一昨日の教学館の講義で、質問を受けた。私が語った「客観が動く」という話は、見え方が変わるということですか?という質問だ。それに対して、私は「まあ、そうですね」と答えた。しかし、そう応えておきながら、何かその応え方に違和感を覚えた。そして、ようやくその違和感が「言葉」となって浮上してきた。
その「客観が動く」という言葉は、千石剛賢さんの「客観が変わる」という表現から刺激を受けて生まれた言葉だ。彼は「イエスの方舟」が漂流を続けているとき、マスコミからはさんざん「うさん臭い新興宗教」だと叩かれていたのに、その最中、彼らはひたすら「聖書研究」をやっていた。そして千石さんは、次のように言っている。
「私はよく客観という言葉を使うんです。客観が変わる、客観がよくなるなどというように。それはけっして経済的なものが好転するとかという意味で使ってるんじゃないんです。そうとられてしまうと、なんかご利益宗教みたいになっちゃう。“お助け爺さん”みたいになっちゃう。なにか困ったときに、すぐに客観、客観というと。こうなると、ほんまにまいっちゃうわけです。
そうじゃなくて、聖書的な言葉に置き換えますと、パラダイスをゆうてることになるわけです。外側の状況がどう悪くなろうと、内部的に存在感が充実してくれば、外面的な、ふつうに使う意味での客観情勢も当然変わる。こういう道筋で使っているつもりなんです。

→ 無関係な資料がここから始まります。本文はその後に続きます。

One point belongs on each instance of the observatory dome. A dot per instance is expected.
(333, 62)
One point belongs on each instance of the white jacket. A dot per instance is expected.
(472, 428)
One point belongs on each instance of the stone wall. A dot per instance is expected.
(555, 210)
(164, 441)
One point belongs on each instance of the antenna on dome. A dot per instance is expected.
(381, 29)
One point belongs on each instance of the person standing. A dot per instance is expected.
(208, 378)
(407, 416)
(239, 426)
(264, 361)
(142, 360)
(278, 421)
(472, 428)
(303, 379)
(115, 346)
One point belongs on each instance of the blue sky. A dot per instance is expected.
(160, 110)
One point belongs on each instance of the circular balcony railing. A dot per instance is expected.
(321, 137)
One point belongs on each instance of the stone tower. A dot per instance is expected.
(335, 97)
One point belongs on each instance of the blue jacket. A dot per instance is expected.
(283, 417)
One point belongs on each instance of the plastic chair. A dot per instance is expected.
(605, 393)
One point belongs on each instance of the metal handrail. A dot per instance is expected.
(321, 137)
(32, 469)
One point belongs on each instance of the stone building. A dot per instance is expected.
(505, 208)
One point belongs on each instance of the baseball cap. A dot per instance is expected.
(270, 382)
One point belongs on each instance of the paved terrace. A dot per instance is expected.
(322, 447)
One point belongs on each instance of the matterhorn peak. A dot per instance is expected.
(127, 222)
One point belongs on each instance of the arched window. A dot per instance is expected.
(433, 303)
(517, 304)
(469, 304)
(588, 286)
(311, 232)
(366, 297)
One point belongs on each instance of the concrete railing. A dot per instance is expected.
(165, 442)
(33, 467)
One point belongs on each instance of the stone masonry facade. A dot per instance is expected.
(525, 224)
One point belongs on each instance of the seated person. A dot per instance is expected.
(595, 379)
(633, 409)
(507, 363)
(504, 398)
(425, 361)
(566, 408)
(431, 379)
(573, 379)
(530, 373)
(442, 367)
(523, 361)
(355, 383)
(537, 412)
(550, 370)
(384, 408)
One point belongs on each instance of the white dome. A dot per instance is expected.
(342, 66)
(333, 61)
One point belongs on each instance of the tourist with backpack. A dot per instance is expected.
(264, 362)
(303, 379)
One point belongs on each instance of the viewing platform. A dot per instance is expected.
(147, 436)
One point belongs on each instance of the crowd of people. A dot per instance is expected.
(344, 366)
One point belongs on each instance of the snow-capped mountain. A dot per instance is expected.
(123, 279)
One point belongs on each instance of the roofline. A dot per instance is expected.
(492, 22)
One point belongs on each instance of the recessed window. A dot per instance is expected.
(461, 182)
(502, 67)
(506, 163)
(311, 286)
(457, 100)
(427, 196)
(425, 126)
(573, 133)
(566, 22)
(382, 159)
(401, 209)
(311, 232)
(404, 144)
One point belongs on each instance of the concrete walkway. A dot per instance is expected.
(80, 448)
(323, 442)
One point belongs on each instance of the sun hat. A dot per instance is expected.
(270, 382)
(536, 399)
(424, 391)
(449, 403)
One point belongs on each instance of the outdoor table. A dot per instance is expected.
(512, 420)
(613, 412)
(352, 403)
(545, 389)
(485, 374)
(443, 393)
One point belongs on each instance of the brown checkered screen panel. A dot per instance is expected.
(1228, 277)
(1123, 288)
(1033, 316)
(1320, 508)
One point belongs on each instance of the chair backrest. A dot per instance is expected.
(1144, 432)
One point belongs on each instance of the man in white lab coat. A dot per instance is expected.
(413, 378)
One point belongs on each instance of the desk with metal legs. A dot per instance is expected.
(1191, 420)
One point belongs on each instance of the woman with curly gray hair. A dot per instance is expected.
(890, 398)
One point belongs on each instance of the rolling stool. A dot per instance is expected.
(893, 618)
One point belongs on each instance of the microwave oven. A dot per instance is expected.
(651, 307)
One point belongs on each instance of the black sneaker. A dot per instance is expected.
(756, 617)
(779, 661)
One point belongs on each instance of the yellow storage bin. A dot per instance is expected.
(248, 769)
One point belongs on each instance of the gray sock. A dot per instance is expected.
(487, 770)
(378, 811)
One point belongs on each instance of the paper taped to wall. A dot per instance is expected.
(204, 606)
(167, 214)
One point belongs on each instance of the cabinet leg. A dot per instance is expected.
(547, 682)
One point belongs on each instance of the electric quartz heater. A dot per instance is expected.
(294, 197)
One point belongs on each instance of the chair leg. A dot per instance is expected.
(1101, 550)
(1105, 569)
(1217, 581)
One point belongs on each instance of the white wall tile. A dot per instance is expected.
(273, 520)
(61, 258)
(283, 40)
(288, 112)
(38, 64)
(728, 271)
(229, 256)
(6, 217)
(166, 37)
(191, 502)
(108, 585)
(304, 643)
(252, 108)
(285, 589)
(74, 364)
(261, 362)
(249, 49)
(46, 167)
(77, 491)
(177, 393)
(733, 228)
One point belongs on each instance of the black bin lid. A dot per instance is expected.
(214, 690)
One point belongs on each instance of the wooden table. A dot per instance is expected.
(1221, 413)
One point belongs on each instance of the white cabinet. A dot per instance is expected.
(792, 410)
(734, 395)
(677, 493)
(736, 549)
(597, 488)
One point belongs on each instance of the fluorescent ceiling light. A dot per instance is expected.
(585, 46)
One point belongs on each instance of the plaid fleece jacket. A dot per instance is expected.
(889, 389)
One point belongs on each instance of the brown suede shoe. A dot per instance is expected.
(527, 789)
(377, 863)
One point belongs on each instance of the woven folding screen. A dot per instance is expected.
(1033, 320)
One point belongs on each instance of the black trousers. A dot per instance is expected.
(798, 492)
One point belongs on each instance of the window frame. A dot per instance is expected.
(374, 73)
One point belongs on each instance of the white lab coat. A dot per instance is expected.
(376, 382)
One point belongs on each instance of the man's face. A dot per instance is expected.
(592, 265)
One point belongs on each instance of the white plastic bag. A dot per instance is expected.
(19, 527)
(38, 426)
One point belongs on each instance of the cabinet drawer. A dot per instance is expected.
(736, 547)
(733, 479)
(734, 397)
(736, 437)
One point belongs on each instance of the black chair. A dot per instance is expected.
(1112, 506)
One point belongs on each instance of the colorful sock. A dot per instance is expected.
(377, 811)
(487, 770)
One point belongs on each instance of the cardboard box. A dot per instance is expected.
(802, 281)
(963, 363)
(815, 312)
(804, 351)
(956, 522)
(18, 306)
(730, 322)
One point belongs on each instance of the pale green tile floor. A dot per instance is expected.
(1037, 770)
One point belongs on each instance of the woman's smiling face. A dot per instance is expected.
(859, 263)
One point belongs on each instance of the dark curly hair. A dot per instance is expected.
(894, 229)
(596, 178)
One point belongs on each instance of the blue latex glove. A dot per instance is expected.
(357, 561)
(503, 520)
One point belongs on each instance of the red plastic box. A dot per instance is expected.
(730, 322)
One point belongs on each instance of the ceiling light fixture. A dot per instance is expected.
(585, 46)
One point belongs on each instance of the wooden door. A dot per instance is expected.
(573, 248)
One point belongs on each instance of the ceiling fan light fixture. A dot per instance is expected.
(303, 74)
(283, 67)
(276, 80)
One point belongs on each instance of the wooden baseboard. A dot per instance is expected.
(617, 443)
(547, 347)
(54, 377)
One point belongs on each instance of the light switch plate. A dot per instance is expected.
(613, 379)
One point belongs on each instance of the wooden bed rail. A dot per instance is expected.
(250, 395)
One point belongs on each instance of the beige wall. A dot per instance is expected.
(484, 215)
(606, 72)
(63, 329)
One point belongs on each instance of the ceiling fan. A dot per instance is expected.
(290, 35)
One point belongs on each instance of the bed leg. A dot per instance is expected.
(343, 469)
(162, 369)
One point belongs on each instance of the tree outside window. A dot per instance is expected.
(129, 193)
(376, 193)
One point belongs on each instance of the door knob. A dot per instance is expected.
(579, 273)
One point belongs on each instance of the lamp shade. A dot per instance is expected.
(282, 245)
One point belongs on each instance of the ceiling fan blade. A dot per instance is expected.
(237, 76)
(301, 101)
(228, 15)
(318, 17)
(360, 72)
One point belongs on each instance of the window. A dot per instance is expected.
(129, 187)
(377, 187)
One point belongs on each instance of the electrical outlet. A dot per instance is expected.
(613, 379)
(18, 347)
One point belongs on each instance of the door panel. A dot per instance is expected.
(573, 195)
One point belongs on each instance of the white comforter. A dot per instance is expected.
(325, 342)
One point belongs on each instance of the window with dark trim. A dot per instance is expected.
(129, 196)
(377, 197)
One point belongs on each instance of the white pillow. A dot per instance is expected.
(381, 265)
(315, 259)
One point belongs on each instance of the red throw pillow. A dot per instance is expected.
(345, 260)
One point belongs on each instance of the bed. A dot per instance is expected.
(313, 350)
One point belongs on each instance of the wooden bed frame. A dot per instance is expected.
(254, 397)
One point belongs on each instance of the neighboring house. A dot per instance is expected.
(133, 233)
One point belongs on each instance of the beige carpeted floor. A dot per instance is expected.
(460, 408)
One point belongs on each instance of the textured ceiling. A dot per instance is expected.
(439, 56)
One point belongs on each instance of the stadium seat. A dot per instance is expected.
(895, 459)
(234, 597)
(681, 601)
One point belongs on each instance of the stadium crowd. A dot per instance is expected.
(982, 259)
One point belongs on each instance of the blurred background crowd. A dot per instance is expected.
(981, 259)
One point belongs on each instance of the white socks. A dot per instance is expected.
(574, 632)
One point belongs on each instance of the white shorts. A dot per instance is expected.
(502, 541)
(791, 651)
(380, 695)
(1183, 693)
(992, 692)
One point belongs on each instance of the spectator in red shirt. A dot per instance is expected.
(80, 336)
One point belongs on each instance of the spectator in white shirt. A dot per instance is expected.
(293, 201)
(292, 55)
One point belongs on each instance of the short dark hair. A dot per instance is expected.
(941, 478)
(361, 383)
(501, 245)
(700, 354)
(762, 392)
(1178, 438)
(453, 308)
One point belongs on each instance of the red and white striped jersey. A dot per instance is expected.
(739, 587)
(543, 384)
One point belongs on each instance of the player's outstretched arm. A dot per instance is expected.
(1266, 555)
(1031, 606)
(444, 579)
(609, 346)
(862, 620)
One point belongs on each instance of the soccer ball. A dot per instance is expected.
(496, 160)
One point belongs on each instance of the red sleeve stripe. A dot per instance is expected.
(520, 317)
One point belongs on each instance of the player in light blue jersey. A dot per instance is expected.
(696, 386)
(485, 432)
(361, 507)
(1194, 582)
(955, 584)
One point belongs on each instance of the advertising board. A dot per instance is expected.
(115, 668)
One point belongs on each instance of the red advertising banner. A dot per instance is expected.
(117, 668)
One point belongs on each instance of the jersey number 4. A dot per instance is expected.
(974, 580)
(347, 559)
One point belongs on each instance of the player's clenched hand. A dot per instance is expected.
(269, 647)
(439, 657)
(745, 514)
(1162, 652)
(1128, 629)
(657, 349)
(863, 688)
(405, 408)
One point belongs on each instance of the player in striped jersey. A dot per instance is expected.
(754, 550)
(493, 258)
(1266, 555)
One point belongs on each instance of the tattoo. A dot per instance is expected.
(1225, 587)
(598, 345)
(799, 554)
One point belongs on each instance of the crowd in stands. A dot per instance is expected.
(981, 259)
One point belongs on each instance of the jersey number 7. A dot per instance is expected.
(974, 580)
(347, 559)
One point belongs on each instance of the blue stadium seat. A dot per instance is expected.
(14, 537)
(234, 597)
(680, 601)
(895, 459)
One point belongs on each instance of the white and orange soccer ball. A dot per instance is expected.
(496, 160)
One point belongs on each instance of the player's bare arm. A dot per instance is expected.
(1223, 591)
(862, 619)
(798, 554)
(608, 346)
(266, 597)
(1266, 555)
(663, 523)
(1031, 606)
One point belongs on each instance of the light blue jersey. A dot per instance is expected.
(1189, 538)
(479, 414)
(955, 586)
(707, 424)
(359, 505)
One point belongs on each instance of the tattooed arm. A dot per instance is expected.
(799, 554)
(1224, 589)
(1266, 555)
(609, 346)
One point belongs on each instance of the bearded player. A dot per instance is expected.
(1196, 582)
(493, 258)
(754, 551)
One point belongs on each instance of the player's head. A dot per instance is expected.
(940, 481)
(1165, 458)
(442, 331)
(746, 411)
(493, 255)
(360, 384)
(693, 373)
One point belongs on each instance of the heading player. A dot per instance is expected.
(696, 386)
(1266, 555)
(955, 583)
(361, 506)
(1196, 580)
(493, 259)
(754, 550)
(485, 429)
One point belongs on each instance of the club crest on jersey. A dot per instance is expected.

ですから、「何を食ひ、何を飲み、何を着んとて思ひ煩ふな」(マタイ6-31)と。外側の客観情勢だけ、よくしようよくしようとするな。そうせずに内部の充実感を追究せよ。まず、「神の国と神の義とを求めよ」(マタイ6-33)。これがパラダイスです。つまり内部の存在の充実感なんですね。内部の充実感を求めるとパラダイスが起きてくる。すると当然、それはそれで終わりにならないで、確実に、一般にいうところの客観情勢も変わる」(『父とは誰か、母とは誰か』春秋社)
千石さんは、漂流を続けながら、つまり言えば「客観情勢」がどれほど危機的であっても、「内部の存在の充実感」があれば、「パラダイスが起きてくる」と信じていた。内部が充実すれば、それがおのずと「客観」を動かしてくると。
彼等はマスコミの追跡をくらますかのように、転々と引っ越しをした。その最中、「内部の充実感」を求めて聖書研究をしていたのだ。それ以外に目的はない。それは必ず「客観」が変わると信じていたからできたことなのだろう。ただ、「客観情勢」を好転させるという意図ではなく、ひたすら「内部の充実」を求めた。それが逆ではないのだ。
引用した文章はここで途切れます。